Path independence requires that the comparison
between A and B is not dependent on the ordering of
the components of the comparison; using one body of
information followed by a second should yield the
same result as using the second followed by the first.
This is extremely important from the point of view of
transparency. More simply, however, one must question
the validity of methods that exhibit path dependence.
2.3 Composite indicators
In what circumstances is it valid to employ a composite index? One
way of approaching this question is to consider how information on one
of the first three types can be used to modify the others. For example
an output index requires quality adjustment--how much is produced at
what level. The results from work conducted for the Department of Health
(Dawson et al., 2005) suggest that one can use outcome measures to
quality adjust outputs. An argument could also be made that information
on processes might be useful in quality adjusting, in the absence of
information on outcomes.
Most composite indices, however, do not start from the above but
rather put together information useful for different purposes into a
mixing bowl without any regard to what properties the resulting mix
satisfies. This is due usually to expediency rather than any darker
motives, but nevertheless can often cause more problems than it solves
and create obfuscation rather than illumination.
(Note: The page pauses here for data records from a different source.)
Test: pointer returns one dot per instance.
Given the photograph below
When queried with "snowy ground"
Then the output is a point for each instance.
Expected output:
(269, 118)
3. Productivity analysis in the public sector
In recent years, economists have begun assessing the performance of
public sector organisations through the use of productivity indices,
more common in the analysis of the private sector. These indices compare
aggregate output to aggregate input use (O'Mahony and Stevens,
2003; Dawson et al., 2005). The use of productivity indices comparable
to those used in the private sector encounters a number of problems that
must be overcome when applying them to the provision of public services.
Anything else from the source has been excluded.